Reconnu comme membre de longue date du parti de l’Unité pour le Progrès National (Uprona), Gaston Sindimwo est actuellement président du Comité d’élaboration et de coordination des stratégies électorales du parti Conseil des Patriotes (CDP). Pourquoi ce revirement politique de cet ancien vice-président de la République ? Iwacu s’est entretenu avec lui.

Actuellement, les langues se délient sur votre participation régulière aux réunions du parti CDP…

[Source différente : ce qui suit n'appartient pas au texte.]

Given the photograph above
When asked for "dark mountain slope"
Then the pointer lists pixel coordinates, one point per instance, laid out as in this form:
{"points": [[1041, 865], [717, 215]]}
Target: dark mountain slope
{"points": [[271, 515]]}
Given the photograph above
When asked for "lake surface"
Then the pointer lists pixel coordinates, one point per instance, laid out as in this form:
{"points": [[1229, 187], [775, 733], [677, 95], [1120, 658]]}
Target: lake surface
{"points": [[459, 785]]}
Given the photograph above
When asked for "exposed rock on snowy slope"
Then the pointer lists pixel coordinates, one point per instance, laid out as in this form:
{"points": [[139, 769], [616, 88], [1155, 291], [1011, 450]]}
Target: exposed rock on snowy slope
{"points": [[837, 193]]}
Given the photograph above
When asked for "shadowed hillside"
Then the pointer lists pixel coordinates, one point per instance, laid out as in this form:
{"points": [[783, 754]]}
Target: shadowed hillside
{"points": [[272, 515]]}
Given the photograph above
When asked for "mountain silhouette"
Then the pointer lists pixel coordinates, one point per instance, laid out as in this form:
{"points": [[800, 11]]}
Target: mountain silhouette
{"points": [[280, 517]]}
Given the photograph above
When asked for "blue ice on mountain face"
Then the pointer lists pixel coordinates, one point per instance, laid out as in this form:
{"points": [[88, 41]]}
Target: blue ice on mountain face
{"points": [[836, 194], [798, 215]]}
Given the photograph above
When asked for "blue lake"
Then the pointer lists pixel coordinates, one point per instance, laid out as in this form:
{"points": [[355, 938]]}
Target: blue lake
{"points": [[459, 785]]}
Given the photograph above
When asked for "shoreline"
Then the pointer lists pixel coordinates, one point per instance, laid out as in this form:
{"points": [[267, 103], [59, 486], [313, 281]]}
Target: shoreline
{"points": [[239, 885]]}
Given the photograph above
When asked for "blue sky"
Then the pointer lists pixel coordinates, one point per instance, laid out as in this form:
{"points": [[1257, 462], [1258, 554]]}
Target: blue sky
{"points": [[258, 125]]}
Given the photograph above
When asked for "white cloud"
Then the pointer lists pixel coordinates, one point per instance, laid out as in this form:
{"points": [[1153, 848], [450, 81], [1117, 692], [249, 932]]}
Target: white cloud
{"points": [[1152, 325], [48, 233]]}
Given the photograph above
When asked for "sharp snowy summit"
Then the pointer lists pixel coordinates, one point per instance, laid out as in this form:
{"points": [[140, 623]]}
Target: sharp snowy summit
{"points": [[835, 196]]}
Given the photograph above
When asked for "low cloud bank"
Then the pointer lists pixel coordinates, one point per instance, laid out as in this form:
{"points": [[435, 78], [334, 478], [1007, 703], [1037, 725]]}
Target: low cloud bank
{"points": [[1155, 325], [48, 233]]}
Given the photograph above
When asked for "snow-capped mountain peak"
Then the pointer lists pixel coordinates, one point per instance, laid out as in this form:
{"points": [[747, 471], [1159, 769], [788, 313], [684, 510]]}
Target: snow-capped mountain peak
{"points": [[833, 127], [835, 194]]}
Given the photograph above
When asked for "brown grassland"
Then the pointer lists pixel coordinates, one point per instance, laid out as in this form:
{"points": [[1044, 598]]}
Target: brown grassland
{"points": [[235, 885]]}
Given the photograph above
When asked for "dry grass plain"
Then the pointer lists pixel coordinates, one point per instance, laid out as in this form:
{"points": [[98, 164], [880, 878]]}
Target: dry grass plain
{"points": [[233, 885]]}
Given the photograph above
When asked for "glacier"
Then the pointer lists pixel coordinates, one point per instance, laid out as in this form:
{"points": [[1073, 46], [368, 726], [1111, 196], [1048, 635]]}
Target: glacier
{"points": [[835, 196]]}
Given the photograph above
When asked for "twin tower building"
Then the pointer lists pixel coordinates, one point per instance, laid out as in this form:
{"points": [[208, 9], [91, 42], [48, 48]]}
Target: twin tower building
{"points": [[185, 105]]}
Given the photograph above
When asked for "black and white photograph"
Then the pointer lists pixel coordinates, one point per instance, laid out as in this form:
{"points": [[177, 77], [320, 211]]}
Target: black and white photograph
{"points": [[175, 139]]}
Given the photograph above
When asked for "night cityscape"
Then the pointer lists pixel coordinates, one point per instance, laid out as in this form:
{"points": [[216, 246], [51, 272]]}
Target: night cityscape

D’abord, appartenir à un parti politique est un choix personnel. Ce n’est pas une obligation. J’ai, par exemple, passé plus de 50 ans au parti Uprona. J’ai tout fait pour ce parti. Je pourrais même dire que depuis 2010, en passant par 2020 jusqu’à maintenant, j’ai toujours été au service de ce parti. Malheureusement, je n’en suis plus membre.

Pourquoi ?

Contrairement à ce qui se dit, Gaston Sindimwo n’a pas quitté volontairement le parti Uprona. La direction de ce parti m’a tout simplement injustement chassé.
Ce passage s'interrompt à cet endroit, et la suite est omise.